Dopo la sconfitta dello Stato Islamico e l'assedio alle ultime sacche di resistenza jihadista nel Paese, gli equilibri siriani subiscono un nuovo stravolgimento dopo la ritirata delle truppe americane dal nord-est e la conseguente invasione voluta dal presidente turco, Recep Tayyip Erdoğan. Prima di avviare dei colloqui di pace è necessario, adesso, risolvere la questione curda
Il 4 aprile 2017 un nuovo attacco col gas sarin uccise 70 persone nella cittadina strategica di Khan Shaykhun, dopo un raid aereo di Damasco. La coalizione occidentale puntò il dito contro il governo, colpevole di non aver distrutto tutte le armi chimiche in suo possesso e di averle usate per piegare l’opposizione, mentre il regime sostenne di aver colpito un deposito di armi chimiche in mano ai ribelli.

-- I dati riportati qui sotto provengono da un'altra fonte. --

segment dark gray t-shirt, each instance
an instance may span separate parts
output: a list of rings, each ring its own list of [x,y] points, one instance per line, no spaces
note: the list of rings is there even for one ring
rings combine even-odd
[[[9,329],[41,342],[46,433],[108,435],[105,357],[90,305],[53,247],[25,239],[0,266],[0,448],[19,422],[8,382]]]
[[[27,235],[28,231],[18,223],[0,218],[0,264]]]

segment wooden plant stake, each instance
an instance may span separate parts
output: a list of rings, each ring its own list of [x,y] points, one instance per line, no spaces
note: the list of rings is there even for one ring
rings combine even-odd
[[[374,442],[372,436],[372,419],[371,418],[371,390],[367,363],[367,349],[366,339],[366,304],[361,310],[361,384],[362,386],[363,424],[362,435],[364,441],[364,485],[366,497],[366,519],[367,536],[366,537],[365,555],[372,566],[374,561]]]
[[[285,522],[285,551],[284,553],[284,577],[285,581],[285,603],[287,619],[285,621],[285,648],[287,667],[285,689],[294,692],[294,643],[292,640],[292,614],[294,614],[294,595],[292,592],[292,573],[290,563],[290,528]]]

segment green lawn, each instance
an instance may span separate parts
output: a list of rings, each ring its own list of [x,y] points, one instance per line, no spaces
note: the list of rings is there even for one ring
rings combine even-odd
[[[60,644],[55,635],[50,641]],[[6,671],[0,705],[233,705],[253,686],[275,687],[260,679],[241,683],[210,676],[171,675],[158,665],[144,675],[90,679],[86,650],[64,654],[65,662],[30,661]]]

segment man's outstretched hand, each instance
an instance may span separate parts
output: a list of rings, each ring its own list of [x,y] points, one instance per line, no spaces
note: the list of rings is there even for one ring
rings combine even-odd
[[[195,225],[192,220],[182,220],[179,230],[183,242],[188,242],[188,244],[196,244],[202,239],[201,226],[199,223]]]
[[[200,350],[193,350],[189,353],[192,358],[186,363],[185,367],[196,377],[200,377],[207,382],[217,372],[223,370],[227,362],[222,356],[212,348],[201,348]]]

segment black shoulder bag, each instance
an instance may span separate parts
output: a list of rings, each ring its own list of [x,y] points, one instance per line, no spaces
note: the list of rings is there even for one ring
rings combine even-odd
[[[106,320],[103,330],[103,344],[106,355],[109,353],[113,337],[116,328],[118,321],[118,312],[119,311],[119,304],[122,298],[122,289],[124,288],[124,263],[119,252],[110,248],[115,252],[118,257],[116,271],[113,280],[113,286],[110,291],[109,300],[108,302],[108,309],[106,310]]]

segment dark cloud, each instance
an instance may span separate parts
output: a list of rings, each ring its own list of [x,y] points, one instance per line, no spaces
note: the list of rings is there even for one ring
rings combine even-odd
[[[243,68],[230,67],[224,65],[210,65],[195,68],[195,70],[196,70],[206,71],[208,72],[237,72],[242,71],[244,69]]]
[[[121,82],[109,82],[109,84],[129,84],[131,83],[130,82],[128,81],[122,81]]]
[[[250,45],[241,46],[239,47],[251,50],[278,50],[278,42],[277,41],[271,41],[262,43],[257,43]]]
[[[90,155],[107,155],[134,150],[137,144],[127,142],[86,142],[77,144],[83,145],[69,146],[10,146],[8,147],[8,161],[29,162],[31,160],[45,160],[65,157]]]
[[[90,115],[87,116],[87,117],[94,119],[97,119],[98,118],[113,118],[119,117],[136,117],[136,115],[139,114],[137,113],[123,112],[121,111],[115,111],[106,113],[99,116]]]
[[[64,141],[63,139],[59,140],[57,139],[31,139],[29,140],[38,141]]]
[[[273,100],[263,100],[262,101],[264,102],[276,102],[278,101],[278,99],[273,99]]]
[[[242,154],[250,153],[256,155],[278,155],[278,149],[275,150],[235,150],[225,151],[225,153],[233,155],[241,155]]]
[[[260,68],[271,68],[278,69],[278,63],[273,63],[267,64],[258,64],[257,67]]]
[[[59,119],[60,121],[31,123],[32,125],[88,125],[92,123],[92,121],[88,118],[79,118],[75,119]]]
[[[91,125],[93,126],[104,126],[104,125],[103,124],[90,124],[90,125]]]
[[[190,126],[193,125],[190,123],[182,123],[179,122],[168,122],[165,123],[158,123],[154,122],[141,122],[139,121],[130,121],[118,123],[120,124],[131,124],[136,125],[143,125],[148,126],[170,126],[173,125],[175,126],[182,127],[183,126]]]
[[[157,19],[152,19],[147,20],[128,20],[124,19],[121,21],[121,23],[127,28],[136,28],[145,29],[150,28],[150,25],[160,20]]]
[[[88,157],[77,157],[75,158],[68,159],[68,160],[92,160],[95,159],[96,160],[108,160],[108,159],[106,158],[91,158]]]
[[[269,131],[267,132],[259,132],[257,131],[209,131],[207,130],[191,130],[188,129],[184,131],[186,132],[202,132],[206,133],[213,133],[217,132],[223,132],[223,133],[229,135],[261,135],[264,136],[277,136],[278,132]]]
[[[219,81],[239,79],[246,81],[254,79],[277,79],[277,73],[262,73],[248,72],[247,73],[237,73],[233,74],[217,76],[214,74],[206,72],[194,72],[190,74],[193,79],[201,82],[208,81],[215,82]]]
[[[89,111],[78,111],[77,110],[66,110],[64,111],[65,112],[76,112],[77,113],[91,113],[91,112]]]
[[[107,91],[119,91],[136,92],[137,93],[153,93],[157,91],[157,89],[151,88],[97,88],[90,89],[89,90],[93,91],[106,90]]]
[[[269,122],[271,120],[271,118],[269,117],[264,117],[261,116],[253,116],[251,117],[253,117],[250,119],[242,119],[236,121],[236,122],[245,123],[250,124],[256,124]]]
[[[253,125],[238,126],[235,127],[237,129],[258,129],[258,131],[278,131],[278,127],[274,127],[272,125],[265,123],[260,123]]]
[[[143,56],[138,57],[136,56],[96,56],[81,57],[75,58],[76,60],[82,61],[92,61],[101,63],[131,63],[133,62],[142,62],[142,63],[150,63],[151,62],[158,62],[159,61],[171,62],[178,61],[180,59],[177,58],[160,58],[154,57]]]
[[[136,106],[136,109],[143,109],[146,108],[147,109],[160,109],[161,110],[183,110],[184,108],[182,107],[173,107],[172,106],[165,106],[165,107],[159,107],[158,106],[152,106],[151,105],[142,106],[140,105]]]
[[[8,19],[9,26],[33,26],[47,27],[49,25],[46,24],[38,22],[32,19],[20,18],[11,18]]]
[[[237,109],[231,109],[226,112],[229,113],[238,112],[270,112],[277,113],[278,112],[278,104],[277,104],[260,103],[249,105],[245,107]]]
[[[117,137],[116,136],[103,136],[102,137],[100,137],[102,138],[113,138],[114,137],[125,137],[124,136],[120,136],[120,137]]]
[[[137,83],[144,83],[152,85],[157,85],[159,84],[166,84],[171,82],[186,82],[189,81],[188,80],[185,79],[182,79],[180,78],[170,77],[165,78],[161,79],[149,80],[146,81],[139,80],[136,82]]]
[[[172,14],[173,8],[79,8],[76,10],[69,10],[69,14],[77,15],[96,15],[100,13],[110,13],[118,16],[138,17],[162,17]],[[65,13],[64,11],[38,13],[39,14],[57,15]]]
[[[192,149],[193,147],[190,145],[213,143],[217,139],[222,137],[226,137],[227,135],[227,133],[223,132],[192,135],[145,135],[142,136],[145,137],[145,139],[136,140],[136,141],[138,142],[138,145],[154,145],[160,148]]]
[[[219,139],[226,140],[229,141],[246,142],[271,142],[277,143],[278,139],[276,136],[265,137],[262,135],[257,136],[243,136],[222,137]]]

Dopo che le Nazioni Unite attribuirono al regime le responsabilità per i fatti di Khan Shaykhun, altri raid, anche israeliani, colpirono le basi di Damasco. Ma la presenza della Russia al fianco di Assad impedì che quest’ultimo pagasse per l’uso del sarin. Un ruolo, quello di Mosca, che perfettamente riassunto nella famosa immagine dell’abbraccio tra Assad e Putin a Sochi, nel novembre 2017, quando il primo ringraziò l’omologo russo per “aver salvato lo Stato siriano“.